More than 10.2 million people visited the Louvre in Paris last year, a record-breaking figure that surpasses the museum's 2012 record of 9.7 million. It represents a 25% rise since 2017, partly down to “the recovery of tourism in France, especially in Paris”, according to a statement from the museum. After the terrorist attacks in France in 2015 and 2016, visitor figures fell to 7.4 million in 2016.
The flagship exhibition, Delacroix, also helped boost attendance. The show, which opened in March, drew 540,000 visitors in total, making the retrospective of the 19th-century French painter the most successful exhibition ever held at the museum (the show is currently at the Metropolitan Museum of Art in New York, until 6 January).
Almost 75% of visitors came from abroad, especially the US and China; more detailed visitor figures linked to international audiences will be made available in the first quarter of 2019. In 2017, there were 2.3 million French visitors; this increased to more than 2.5 million last year. Officials are also granting free entry to the museum the first Saturday night of every month in a bid to attract more French residents, especially less affluent visitors.

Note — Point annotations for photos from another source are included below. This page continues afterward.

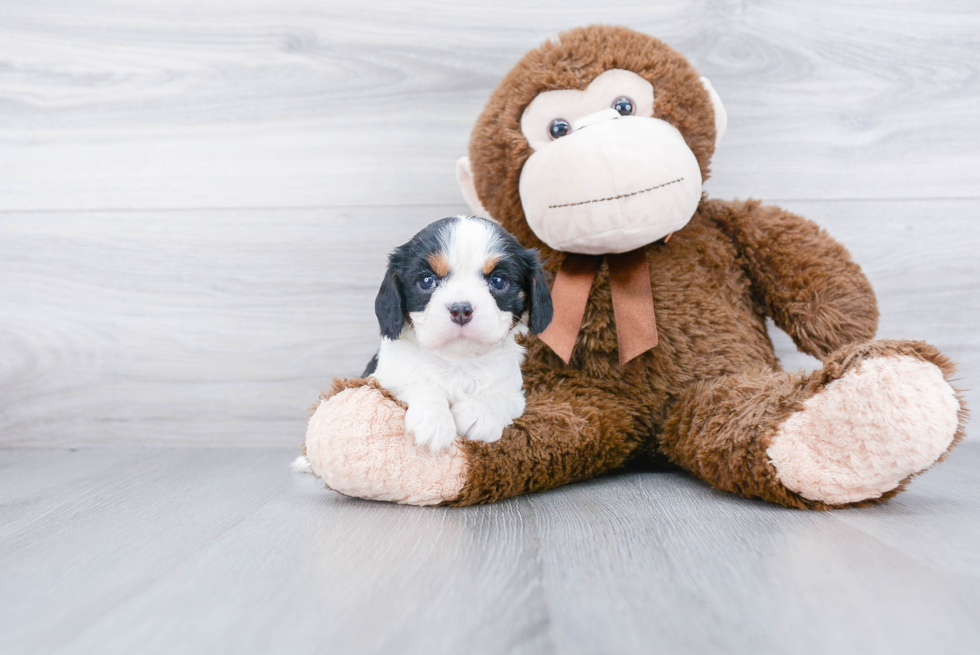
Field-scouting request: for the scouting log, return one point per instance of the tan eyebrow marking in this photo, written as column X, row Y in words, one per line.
column 437, row 261
column 491, row 264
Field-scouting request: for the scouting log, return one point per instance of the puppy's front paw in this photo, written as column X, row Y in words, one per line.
column 431, row 425
column 477, row 421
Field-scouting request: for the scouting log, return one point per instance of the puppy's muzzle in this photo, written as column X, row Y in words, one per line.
column 461, row 312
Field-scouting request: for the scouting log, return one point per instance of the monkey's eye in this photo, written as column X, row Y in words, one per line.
column 498, row 282
column 559, row 128
column 624, row 106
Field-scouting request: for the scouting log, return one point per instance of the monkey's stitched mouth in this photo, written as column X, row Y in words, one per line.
column 622, row 195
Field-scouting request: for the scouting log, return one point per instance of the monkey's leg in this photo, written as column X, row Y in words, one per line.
column 850, row 433
column 356, row 443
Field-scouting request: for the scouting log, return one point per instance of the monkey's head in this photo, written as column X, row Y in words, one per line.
column 595, row 143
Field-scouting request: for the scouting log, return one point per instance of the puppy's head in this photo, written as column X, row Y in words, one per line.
column 462, row 282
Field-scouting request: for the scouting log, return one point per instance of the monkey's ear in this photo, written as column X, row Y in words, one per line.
column 464, row 175
column 721, row 116
column 388, row 306
column 540, row 310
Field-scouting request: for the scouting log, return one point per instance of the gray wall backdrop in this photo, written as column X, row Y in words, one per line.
column 196, row 198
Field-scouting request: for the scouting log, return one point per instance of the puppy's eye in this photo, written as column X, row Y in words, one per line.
column 559, row 128
column 498, row 282
column 624, row 106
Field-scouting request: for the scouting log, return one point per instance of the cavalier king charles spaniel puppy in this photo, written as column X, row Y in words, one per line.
column 453, row 301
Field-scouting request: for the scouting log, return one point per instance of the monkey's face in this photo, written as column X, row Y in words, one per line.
column 597, row 142
column 605, row 175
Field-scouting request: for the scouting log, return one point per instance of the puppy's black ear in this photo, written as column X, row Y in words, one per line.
column 538, row 295
column 389, row 306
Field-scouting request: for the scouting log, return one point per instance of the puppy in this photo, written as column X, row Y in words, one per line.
column 451, row 305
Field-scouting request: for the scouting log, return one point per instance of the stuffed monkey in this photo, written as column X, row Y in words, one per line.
column 593, row 150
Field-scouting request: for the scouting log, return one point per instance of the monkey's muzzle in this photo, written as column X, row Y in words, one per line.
column 613, row 185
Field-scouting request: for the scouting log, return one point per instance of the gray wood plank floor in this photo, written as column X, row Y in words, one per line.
column 223, row 550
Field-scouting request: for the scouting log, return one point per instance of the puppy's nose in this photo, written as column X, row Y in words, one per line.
column 461, row 312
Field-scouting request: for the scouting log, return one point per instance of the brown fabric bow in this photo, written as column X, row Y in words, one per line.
column 629, row 281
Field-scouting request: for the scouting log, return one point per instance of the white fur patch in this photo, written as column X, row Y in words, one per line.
column 886, row 419
column 301, row 465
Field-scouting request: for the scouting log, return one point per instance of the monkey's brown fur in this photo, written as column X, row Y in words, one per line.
column 710, row 396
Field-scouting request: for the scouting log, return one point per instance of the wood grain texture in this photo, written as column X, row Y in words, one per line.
column 298, row 103
column 220, row 328
column 223, row 550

The Louvre also benefited from headline-hitting publicity generated by Beyoncé and Jay-Z’s video Apeshit, which was shot at the museum in June. Famous works such as Leonardo's Mona Lisa and Géricault’s The Raft of the Medusa (1818-19) were featured in the music video.
One of the most memorable clips shows Beyoncé leading a line-up of black women dancers in front of David’s The Consecration of the Emperor Napoleon and the Coronation of Empress Joséphine on December 2, 1804 (1805-07). This might have drawn a younger demographic; the Louvre says that more than half of its visitors are aged under 30.
Jean-Luc Martinez, the Louvre director, says that the museum can accommodate the huge visitor numbers: “The renovation of the infrastructures under the Pyramid [in the courtyard] and the introduction of time-slot tickets have helped us level out visitor numbers throughout the year and reduce ticket lines outside the museum.”